OSLO — A third of the world’s protected areas for wildlife are suffering road building, more farms and other man-made threats that are undermining goals to safeguard the diversity of life on Earth, scientists said on Thursday.
Almost 200 nations agreed in 2010 to set aside at least 17 percent of the world’s land areas in parks and other sanctuaries by 2020 as a cornerstone of a plan to shield animals and plants from pollution, land clearances and climate change.
But many protected areas fall short, according to a report in the journal Science led by researchers at the University of Queensland in Australia.
“Six million sq km (2.3 million square miles) – 32.8 percent – of protected land is under intense human pressure,” from threats including more roads, cities, farms and railways, the scientists wrote.
The area is roughly equal to the size of India and Argentina combined.
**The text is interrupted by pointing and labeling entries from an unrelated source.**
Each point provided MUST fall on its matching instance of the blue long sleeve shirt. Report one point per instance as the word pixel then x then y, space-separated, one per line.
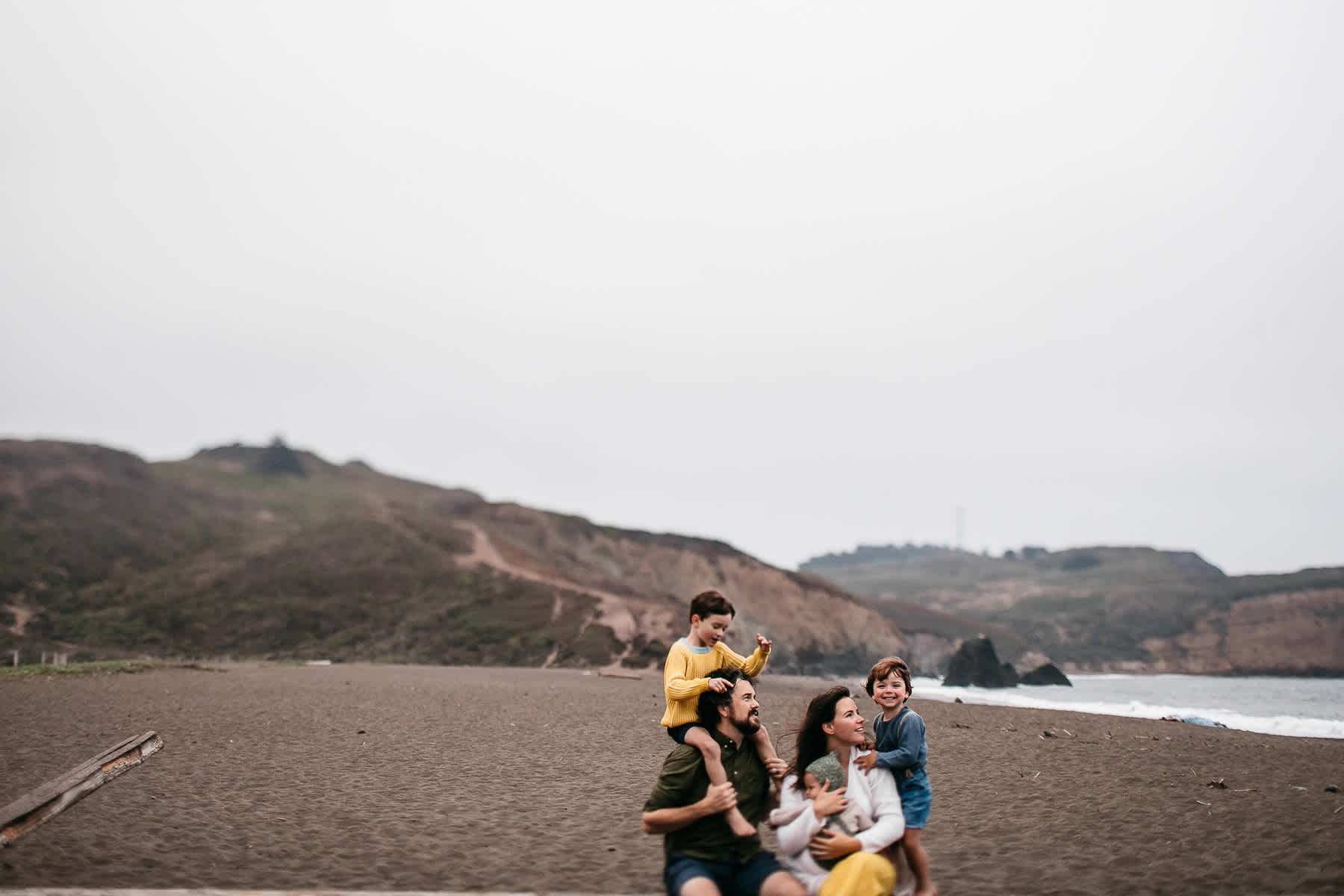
pixel 900 746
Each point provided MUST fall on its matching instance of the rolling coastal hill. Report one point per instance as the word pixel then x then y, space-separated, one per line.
pixel 1112 609
pixel 269 553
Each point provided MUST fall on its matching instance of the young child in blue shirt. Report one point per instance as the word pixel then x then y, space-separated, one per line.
pixel 900 735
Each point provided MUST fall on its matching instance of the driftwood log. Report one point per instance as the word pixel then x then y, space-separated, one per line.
pixel 55 795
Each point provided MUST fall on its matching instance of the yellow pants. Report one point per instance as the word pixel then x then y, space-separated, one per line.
pixel 860 875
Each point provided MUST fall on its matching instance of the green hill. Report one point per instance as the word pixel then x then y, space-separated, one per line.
pixel 1113 608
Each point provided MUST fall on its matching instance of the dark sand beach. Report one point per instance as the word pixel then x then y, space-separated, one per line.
pixel 524 780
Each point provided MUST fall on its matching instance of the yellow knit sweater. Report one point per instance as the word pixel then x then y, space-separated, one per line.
pixel 685 676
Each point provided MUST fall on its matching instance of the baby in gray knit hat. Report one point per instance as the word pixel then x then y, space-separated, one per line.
pixel 815 777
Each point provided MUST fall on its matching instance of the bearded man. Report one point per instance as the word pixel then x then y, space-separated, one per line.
pixel 703 856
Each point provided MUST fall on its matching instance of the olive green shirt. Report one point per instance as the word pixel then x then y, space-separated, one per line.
pixel 685 781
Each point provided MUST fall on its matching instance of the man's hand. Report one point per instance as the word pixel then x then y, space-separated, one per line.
pixel 830 802
pixel 830 844
pixel 719 798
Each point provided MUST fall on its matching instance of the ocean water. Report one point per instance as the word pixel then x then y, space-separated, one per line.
pixel 1292 707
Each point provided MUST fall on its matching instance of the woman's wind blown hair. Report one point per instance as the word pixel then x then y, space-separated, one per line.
pixel 812 739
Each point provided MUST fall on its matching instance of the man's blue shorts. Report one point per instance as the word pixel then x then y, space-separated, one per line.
pixel 730 877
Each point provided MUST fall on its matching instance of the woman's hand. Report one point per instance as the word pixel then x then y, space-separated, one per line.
pixel 830 844
pixel 830 802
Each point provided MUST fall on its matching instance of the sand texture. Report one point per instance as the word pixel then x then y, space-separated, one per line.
pixel 420 778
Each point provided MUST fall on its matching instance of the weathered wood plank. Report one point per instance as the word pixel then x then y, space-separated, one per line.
pixel 60 793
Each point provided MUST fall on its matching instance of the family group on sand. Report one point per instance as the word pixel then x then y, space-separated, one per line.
pixel 847 813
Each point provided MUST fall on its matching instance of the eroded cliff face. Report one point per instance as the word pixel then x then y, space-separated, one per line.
pixel 1285 633
pixel 647 581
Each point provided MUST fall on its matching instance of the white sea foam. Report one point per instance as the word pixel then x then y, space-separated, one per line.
pixel 1265 706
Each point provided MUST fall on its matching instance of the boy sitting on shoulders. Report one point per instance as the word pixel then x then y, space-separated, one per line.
pixel 685 679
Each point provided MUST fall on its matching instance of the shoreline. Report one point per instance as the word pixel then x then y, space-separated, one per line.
pixel 465 780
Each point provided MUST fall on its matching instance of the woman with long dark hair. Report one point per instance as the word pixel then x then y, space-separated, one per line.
pixel 830 862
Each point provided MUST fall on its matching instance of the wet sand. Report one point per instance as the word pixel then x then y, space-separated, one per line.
pixel 423 778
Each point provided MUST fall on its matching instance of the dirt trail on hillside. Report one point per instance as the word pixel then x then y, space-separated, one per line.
pixel 613 609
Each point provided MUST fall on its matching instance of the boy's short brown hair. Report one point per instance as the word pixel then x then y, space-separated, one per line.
pixel 712 602
pixel 885 668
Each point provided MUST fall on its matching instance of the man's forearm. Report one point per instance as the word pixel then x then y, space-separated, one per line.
pixel 662 821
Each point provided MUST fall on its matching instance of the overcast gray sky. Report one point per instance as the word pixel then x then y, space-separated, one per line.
pixel 792 276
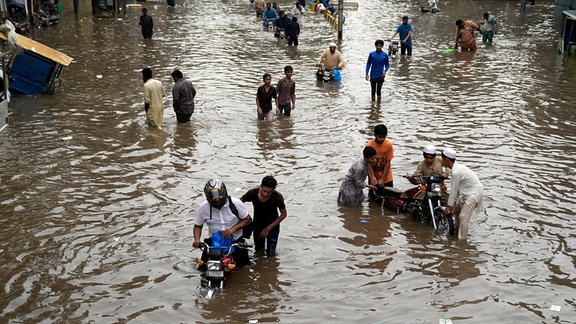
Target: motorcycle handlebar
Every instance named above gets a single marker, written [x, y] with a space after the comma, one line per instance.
[203, 246]
[416, 175]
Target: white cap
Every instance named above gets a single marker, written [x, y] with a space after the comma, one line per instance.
[449, 153]
[429, 149]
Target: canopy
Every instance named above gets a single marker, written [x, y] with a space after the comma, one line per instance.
[41, 49]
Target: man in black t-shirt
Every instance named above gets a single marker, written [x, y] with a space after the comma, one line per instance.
[266, 224]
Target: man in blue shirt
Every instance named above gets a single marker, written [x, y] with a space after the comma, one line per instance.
[376, 68]
[405, 31]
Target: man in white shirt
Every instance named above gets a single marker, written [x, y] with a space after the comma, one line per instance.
[222, 213]
[466, 193]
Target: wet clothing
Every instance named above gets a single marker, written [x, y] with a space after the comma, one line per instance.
[489, 27]
[153, 94]
[222, 219]
[431, 170]
[183, 94]
[377, 64]
[259, 6]
[428, 170]
[286, 90]
[403, 31]
[282, 22]
[382, 169]
[292, 33]
[466, 192]
[265, 213]
[351, 189]
[269, 14]
[331, 60]
[265, 99]
[465, 36]
[147, 24]
[298, 12]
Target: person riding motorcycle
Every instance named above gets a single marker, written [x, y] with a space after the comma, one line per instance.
[280, 23]
[222, 213]
[430, 166]
[331, 58]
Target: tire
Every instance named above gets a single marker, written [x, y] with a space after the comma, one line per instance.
[445, 222]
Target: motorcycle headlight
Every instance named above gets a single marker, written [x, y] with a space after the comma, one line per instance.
[213, 265]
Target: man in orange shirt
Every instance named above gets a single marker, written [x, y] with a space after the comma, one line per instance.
[381, 171]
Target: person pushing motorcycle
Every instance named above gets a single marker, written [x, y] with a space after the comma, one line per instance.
[430, 166]
[222, 213]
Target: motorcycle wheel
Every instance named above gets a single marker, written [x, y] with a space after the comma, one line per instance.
[445, 222]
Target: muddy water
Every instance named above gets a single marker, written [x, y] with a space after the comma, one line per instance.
[97, 208]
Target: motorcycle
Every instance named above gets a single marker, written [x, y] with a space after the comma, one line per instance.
[423, 202]
[220, 262]
[18, 17]
[326, 74]
[21, 25]
[393, 49]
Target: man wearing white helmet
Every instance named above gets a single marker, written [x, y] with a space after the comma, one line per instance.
[331, 58]
[466, 193]
[430, 166]
[224, 214]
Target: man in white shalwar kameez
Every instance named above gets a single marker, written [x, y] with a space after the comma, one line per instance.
[354, 182]
[153, 99]
[466, 193]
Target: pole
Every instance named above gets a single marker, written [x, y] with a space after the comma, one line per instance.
[340, 18]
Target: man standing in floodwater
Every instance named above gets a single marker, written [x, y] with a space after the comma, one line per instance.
[376, 68]
[465, 35]
[286, 90]
[147, 24]
[489, 28]
[183, 94]
[153, 94]
[405, 31]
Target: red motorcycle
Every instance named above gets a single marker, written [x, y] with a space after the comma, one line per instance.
[220, 262]
[423, 202]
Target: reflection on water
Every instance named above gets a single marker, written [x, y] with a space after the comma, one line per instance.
[97, 208]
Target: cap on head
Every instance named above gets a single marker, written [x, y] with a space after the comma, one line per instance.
[449, 153]
[429, 149]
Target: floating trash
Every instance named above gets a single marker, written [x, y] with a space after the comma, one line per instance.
[555, 308]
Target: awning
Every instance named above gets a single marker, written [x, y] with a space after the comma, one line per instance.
[41, 49]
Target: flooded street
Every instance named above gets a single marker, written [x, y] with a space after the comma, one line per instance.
[97, 208]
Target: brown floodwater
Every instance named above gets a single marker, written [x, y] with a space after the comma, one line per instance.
[97, 208]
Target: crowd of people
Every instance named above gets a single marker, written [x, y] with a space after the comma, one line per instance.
[229, 215]
[466, 191]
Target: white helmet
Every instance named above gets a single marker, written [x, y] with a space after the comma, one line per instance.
[429, 149]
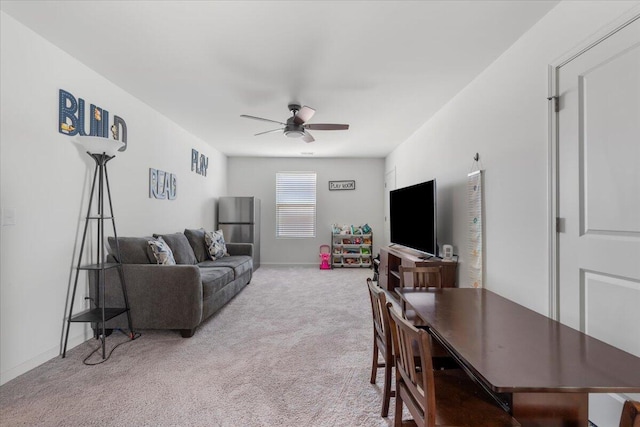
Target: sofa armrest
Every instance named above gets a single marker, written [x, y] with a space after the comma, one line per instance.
[240, 248]
[160, 296]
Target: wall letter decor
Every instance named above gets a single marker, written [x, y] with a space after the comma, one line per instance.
[162, 185]
[72, 120]
[199, 162]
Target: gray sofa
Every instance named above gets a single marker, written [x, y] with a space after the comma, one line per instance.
[177, 296]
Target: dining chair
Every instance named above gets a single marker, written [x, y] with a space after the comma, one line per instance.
[630, 414]
[425, 278]
[381, 342]
[436, 397]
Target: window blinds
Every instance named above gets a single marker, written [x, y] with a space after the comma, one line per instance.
[296, 204]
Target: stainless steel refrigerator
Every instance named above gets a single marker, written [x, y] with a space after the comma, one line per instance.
[239, 220]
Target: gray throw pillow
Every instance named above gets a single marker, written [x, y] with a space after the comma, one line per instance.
[196, 239]
[161, 251]
[133, 250]
[215, 244]
[182, 251]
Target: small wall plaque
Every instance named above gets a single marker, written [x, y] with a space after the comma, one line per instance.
[342, 185]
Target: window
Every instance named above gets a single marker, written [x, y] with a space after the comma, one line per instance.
[296, 204]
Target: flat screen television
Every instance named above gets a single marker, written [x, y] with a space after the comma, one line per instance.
[412, 217]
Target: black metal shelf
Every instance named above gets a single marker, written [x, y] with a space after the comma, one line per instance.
[103, 266]
[95, 314]
[99, 314]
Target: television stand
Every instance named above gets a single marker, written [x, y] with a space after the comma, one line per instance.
[392, 257]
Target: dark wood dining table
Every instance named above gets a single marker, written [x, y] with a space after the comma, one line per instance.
[538, 369]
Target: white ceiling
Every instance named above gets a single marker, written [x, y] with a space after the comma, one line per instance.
[383, 67]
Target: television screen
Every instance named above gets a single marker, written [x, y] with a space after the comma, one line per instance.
[412, 217]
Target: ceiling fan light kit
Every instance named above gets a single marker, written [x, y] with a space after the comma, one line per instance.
[296, 125]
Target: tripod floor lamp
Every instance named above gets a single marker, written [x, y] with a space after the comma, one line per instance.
[101, 151]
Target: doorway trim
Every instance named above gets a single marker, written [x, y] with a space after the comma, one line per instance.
[555, 104]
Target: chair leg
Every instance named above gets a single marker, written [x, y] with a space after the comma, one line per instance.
[387, 393]
[374, 362]
[397, 421]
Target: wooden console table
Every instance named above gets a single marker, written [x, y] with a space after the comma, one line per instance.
[538, 369]
[391, 258]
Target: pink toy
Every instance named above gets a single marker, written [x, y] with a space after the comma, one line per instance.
[325, 254]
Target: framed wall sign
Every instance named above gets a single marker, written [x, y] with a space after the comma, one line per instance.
[342, 185]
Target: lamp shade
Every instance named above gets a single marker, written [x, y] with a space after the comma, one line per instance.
[99, 145]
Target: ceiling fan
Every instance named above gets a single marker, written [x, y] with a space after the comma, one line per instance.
[296, 125]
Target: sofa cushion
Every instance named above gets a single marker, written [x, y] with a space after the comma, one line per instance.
[133, 250]
[215, 244]
[214, 279]
[239, 263]
[196, 240]
[161, 251]
[180, 246]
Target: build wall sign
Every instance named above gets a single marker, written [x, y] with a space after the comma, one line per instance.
[162, 185]
[75, 118]
[199, 162]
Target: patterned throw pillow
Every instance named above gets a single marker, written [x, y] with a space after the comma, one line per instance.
[162, 252]
[215, 244]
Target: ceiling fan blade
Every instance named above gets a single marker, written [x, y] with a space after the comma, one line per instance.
[326, 126]
[260, 118]
[304, 115]
[307, 137]
[269, 131]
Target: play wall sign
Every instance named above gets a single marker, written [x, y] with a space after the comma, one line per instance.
[342, 185]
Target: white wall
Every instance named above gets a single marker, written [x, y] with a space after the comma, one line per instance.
[503, 115]
[250, 176]
[44, 178]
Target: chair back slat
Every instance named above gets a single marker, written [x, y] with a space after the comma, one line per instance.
[414, 366]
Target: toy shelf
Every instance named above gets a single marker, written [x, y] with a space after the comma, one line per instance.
[351, 249]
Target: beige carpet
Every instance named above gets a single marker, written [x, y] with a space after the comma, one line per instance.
[292, 349]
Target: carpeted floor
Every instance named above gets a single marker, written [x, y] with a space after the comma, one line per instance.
[292, 349]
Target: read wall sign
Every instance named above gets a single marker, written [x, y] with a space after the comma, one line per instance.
[342, 185]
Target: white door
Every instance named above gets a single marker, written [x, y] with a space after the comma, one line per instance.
[599, 198]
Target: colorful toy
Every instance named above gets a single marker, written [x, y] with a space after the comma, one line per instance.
[325, 254]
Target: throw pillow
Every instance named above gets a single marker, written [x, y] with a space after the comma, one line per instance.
[215, 244]
[196, 239]
[182, 251]
[133, 250]
[162, 252]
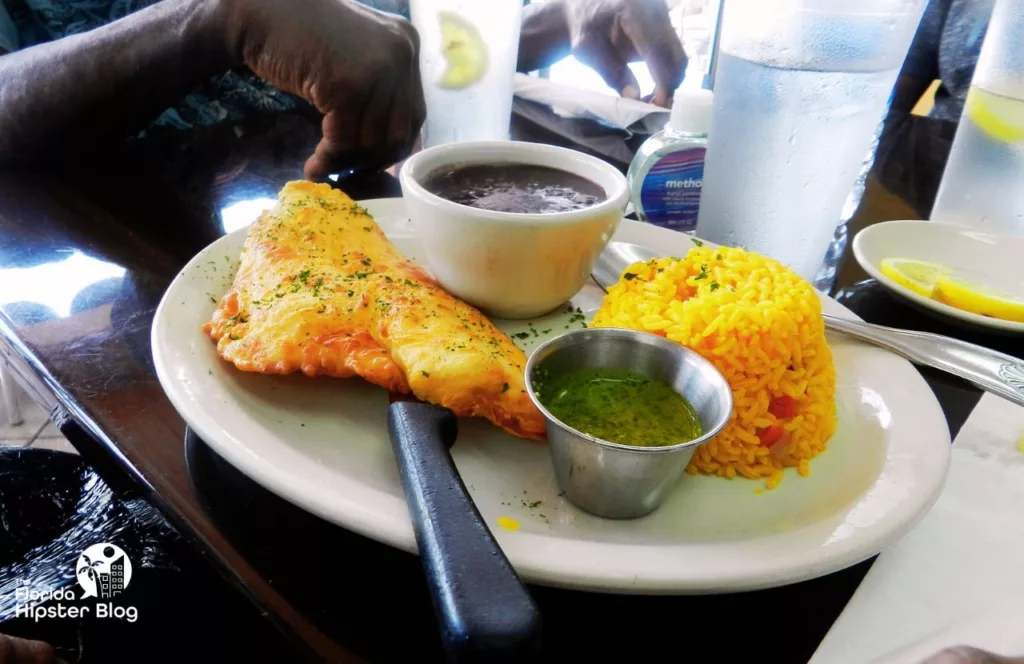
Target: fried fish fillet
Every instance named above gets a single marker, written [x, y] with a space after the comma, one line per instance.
[322, 290]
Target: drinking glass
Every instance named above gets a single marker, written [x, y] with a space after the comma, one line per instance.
[468, 51]
[800, 89]
[982, 183]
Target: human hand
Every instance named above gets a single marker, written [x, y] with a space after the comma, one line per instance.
[23, 651]
[356, 66]
[607, 35]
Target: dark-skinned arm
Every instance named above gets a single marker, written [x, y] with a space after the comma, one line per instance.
[356, 66]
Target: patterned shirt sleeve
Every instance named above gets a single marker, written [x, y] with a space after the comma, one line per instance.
[8, 33]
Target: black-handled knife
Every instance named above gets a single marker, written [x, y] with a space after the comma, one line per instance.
[484, 612]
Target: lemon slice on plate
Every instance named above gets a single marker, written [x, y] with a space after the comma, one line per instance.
[979, 299]
[464, 51]
[999, 117]
[920, 276]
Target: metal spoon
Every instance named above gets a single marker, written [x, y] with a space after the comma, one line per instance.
[994, 372]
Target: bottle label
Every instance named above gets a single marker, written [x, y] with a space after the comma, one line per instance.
[671, 192]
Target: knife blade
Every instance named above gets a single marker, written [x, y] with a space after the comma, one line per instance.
[483, 610]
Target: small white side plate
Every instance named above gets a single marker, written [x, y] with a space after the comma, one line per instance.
[986, 258]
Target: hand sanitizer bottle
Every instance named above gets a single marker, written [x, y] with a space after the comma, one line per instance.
[667, 173]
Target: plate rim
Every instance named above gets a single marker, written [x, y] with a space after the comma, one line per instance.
[361, 521]
[935, 305]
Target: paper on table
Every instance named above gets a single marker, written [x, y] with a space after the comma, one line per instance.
[962, 564]
[567, 100]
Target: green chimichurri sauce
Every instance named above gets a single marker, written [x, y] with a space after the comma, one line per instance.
[620, 406]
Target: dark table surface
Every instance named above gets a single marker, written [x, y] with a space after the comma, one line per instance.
[85, 256]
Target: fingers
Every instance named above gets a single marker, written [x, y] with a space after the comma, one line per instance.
[339, 146]
[22, 651]
[597, 51]
[648, 27]
[372, 122]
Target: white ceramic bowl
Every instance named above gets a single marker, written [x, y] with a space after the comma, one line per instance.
[510, 264]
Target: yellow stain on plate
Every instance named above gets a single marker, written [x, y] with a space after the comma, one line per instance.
[508, 524]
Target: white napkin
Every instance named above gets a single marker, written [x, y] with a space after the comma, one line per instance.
[568, 100]
[958, 577]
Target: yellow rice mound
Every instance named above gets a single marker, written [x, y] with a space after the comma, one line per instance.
[761, 325]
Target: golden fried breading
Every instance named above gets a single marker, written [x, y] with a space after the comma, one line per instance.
[322, 290]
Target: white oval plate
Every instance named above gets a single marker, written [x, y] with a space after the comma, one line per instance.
[323, 444]
[982, 257]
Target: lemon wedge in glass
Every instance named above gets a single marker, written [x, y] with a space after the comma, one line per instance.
[464, 51]
[999, 117]
[920, 276]
[979, 299]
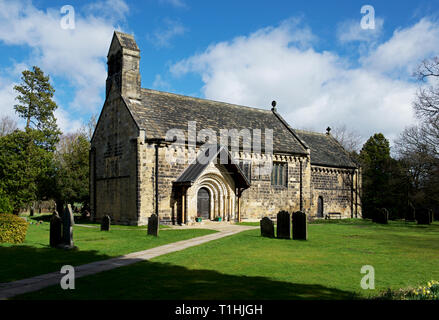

Mangroves, Mediterranean forests, some grasslands and savannahs were among protected areas most at risk.
James Watson, a professor at the University of Queensland and co-author, told Reuters he was “stunned” by the data. “Governments are claiming these places are protected for the sake of nature when in reality they aren’t,” he said.
Overall, governments say the extent of protected lands has roughly doubled since the early 1990s and now covers 15 percent of the world’s land in more than 200,000 protected areas, the study said.
Among examples of threats, the study showed satellite images of Kamianets-Podilskyi, a growing city within a national park in Ukraine, roads slicing through Mikumi National Park in Tanzania and farms and other buildings in Dadohaehaesang national park in South Korea.
The Convention on Biological Diversity (CBD), which oversees the 2020 plan, said it hoped Thursday’s findings would spur more action to ensure that protected areas exist in more than name.
“There is indeed a risk for protected areas to be misrepresented as paper parks,” Cristiana Pasca Palmer, executive secretary of the CBD, told Reuters in an email.
Among recommendations, countries should improve assessment and management of protected areas, and try where possible to connect them so threatened species can migrate.
Another study in Science on Thursday showed that strict limits on global warming would help safeguard most species of plants and animals, especially insects such as bees or butterflies that are vital to pollinating crops.
“A species with a very small range is at greater risk of extinction,” lead author Rachel Warren of the University of East Anglia told Reuters.
A rise of 1.5C degrees Celsius (2.7 Fahrenheit) above pre-industrial times, the toughest goal under the 2015 Paris climate agreement, would mean that only six percent of insects species would suffer a halving or more of their natural habitats.
But risks would rise fast with higher temperatures. Eighteen percent of insects would lose more than half their ranges if temperatures rise 2C (3.6F), the main Paris goal.